OTTAWA -- The Canadian economy slightly exceeded expectations in the third quarter to grow at its fastest pace in more than two years and rebound from a second-quarter contraction.

The country's real gross domestic product expanded at an annual rate of 3.5 per cent with help from a strong performance in energy exports, Statistics Canada said Wednesday.

Experts had long predicted a bounce back from a second-quarter slump, which was largely due to oil-production shutdowns linked to May's Alberta wildfires and scheduled maintenance at oilsands facilities. In that quarter, real GDP recoiled at an annual rate of 1.3 per cent -- revised from an initial reading of a 1.6 per cent pull back.

But the latest quarterly number came in above predictions and many analysts were encouraged by the particularly sturdy growth of 0.3 per cent in September, the final month of the third quarter.

"Certainly the hand-off looks much firmer than we thought it would," Desjardins senior economist Jimmy Jean said in an interview.

"I think there's good reason to remain somewhat optimistic."

Canada saw growth of 0.2 per cent in August and 0.5 per cent in July.

Before Wednesday, Jean said Desjardins had projected 1.9 per cent growth for the fourth quarter. He now expects that number will very likely move north of two per cent.

Economists had been predicting the economy to grow 0.1 per cent in September and at an annualized rate of 3.4 per cent in the third quarter, according to Thomson Reuters. In October, the Bank of Canada predicted 3.2 per cent growth for the same period.

Overall, exports of goods and services rose 2.2 per cent in the third quarter compared to a contraction of 3.9 per cent in the second quarter.

Statistics Canada said exports of energy products expanded 6.1 per cent in the third quarter following a decline of 5.1 per cent during the previous period.

Jean pointed to further growth in household spending and the 3.7 per cent increase for investment in non-residential structures -- its first increase after seven consecutive quarterly declines.

On top of this, Jean added that moving forward he expected Canada to feed off the strong U.S. economy.

BMO chief economist Doug Porter was also optimistic about the future, thanks to the sturdy performance in September and the second-quarter revision.

"For the first time in ages, this sets the stage for broad-based upward revisions to Canada's overall GDP growth rate, for both 2016 and perhaps 2017," Porter wrote in a research note to clients.

"The latter could also be potentially fuelled by firming oil prices."

Real GDP growth in the third quarter posted its strongest performance since the second quarter of 2014, when it reached was 4.2 per cent.

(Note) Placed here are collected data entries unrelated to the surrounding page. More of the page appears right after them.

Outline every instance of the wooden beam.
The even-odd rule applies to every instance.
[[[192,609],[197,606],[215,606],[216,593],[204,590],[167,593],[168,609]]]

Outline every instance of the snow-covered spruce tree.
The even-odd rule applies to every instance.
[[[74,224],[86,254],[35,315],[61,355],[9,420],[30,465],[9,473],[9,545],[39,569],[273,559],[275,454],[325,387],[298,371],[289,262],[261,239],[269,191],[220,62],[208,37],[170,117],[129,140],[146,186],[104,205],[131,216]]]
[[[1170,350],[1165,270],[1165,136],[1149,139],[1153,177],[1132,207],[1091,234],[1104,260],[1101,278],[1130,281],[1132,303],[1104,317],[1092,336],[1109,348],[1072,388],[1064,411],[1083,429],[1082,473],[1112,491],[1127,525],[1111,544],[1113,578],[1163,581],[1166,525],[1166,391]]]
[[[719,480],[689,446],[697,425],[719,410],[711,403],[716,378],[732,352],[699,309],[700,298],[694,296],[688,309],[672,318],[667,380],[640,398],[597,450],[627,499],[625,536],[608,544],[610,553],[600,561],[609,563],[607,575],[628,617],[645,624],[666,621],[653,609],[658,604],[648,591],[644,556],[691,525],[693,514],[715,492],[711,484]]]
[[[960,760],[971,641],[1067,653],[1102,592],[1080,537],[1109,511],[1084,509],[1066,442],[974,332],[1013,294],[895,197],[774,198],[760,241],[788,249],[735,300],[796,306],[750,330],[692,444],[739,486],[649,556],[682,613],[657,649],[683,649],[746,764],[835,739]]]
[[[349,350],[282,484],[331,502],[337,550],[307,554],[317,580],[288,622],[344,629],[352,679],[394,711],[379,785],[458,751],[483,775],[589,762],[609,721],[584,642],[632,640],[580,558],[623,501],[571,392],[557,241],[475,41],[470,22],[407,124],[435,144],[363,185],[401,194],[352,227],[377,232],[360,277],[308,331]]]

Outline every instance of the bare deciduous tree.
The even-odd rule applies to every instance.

TD economist Brian DePratto, however, was far more skeptical about Wednesday's report.

"On the face of it, it's a pretty positive report," DePratto said in an interview.

"Unfortunately, when you kind of open the hood on it, there's a little bit less to be happy about than what we might have expected."

He noted, for example, that once energy is stripped away growth in September would have only been around 0.1 per cent.

DePratto added that the economy has yet to see a real rotation to other sources of growth, that the Bank of Canada has long been hoping for. Household spending remained a key economic driver and a continued slide in business investment was a disappointment because analysts had been expecting to a bit of a "bottoming out," he said.

Statistics Canada found that business investment in machinery and equipment contracted 3.2 per cent in the third quarter, following a gain of one per cent in the second quarter.

The report said business investment in residential structures decreased 1.4 per cent in the third quarter after nine straight quarters of growth. The agency said the decline was due to a 5.7 per cent drop in ownership transfer costs, which reflect movement in the resale market.

The lower transfer costs followed British Columbia's introduction of a new tax on home purchases by non-residents, the report noted.